Sugar Addiction and Alcohol Parallel

Aajonus drew a close parallel between alcohol intoxication of the brain and the effect of excess sugar. When someone has too much sugar, the body produces excess alcohol from the fermentation of that sugar, and this excess alcohol enters the blood and the brain in much the same way commercial alcohol does. The practical recommendation to address an acute sugar-induced state was eating a small sugar-cube-sized amount of cheese every two minutes for twenty minutes to pull the excess alcohol out of the blood and brain. The same principle applies to someone with a hangover from commercial alcohol: the cheese absorbs and pulls the alcohol out.

Distilled Alcohol For Topical Use

Aajonus specifically discussed distilled alcohol in the context of tinctures and wound treatment. In wound-healing observations he conducted personally, comparing wounds treated with alcohol, wounds treated with urine only, and untreated wounds, the alcohol-treated wounds healed slowest. Wounds left untreated healed slightly faster than those treated with alcohol. Wounds treated with urine healed approximately three times faster than the alcohol-treated wounds. His conclusion: alcohol destroys bacteria and retards healing. A high bacterial level inspires healing.

For herbal tinctures traditionally made with alcohol, Aajonus recommended substituting hydrochloric acid (via beet juice and apple cider vinegar) as an alternative solvent. His reasoning was that hydrochloric acid dissolves the herbal compounds just as alcohol does, without the tissue damage. Distilled alcohol is described as very damaging to any tissue it contacts. The formula he specified for an alternative tincture base used apple cider vinegar as the primary solvent and approximately four tablespoons of beet juice per cup of vinegar. The beet juice would itself start fermenting due to the acidity of the apple cider vinegar, producing a small amount of alcohol, but not a radical or distilled concentration.

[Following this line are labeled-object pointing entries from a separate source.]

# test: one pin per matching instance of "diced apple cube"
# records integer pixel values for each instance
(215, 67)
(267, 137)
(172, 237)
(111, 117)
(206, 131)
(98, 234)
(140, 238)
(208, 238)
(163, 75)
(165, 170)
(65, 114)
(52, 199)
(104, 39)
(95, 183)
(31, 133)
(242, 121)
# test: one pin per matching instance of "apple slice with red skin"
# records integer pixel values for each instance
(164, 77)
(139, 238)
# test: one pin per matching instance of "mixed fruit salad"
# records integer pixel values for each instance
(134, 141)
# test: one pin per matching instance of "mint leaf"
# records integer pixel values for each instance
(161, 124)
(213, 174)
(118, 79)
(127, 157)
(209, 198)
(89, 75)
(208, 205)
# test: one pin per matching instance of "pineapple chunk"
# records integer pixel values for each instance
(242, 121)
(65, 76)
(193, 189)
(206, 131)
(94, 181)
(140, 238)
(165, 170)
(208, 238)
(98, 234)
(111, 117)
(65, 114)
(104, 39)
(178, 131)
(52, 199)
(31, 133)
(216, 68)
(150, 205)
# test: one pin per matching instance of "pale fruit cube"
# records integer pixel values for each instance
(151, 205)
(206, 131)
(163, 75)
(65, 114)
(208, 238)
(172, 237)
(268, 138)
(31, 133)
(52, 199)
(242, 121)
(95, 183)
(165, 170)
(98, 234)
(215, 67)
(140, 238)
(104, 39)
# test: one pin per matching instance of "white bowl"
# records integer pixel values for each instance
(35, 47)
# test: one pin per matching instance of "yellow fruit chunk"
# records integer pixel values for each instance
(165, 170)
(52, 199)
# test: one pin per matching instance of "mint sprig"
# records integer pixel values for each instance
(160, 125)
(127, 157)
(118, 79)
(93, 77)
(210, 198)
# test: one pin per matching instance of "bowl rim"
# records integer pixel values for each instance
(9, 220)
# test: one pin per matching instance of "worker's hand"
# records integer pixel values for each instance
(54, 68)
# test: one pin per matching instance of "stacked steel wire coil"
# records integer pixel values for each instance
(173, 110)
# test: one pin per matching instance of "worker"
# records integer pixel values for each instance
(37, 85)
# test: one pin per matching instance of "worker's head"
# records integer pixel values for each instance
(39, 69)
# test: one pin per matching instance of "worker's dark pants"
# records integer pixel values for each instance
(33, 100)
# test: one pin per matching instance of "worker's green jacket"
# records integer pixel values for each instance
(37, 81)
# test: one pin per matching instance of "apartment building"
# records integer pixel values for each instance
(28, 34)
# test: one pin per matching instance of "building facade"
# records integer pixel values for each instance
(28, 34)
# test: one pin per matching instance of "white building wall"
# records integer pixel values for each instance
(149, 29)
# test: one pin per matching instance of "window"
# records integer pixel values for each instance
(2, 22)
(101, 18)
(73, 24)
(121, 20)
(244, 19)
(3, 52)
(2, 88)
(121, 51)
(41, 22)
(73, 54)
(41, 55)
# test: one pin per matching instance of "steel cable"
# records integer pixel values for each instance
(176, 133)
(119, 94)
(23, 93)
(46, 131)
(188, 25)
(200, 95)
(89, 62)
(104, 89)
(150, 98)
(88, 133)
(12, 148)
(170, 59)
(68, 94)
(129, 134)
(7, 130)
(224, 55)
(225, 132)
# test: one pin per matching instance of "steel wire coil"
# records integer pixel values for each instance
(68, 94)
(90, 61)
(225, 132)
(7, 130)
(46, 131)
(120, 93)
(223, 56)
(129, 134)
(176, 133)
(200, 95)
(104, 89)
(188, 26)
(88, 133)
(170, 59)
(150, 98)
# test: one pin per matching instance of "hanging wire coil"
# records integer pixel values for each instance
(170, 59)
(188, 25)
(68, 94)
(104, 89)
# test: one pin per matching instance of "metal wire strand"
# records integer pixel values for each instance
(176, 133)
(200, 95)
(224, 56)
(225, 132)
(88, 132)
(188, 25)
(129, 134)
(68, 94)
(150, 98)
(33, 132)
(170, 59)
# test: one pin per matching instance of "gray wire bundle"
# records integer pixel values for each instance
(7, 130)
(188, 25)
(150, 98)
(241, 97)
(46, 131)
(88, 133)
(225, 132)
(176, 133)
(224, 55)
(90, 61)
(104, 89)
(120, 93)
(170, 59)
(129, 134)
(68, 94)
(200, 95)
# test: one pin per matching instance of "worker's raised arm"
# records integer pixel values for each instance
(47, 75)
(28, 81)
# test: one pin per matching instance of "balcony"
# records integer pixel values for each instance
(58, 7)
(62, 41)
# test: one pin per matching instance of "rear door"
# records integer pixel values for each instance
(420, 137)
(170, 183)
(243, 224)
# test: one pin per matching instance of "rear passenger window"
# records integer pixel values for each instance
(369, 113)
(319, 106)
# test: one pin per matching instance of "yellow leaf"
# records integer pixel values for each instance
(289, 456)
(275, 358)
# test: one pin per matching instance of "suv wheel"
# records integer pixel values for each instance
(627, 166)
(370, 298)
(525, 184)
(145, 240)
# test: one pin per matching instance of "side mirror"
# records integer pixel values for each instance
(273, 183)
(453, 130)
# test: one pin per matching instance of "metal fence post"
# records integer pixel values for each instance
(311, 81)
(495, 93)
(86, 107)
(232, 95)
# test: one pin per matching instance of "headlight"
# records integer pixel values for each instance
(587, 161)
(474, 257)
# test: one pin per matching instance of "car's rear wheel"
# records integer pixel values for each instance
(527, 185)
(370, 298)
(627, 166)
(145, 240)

Wood Alcohol and Chemical Derivatives

Aajonus specifically distinguished between natural fermentation-derived alcohol and wood alcohol or alcohol derivatives used in industrial processing. Wood alcohol is natural in origin but is not healthy and causes damage in the human body. It is used as a solvent in the processing of supplements and food extracts. When supplement manufacturers ask chemical companies to produce natural-source products, the dissolution processes often involve either kerosene derivatives or wood alcohol derivatives, producing what Aajonus described as "chemical annihilation" of the original food compound. The resulting product is not equivalent to what existed in the original food, and is in fact toxic precisely because of the wood alcohol or kerosene residue involved in its manufacture.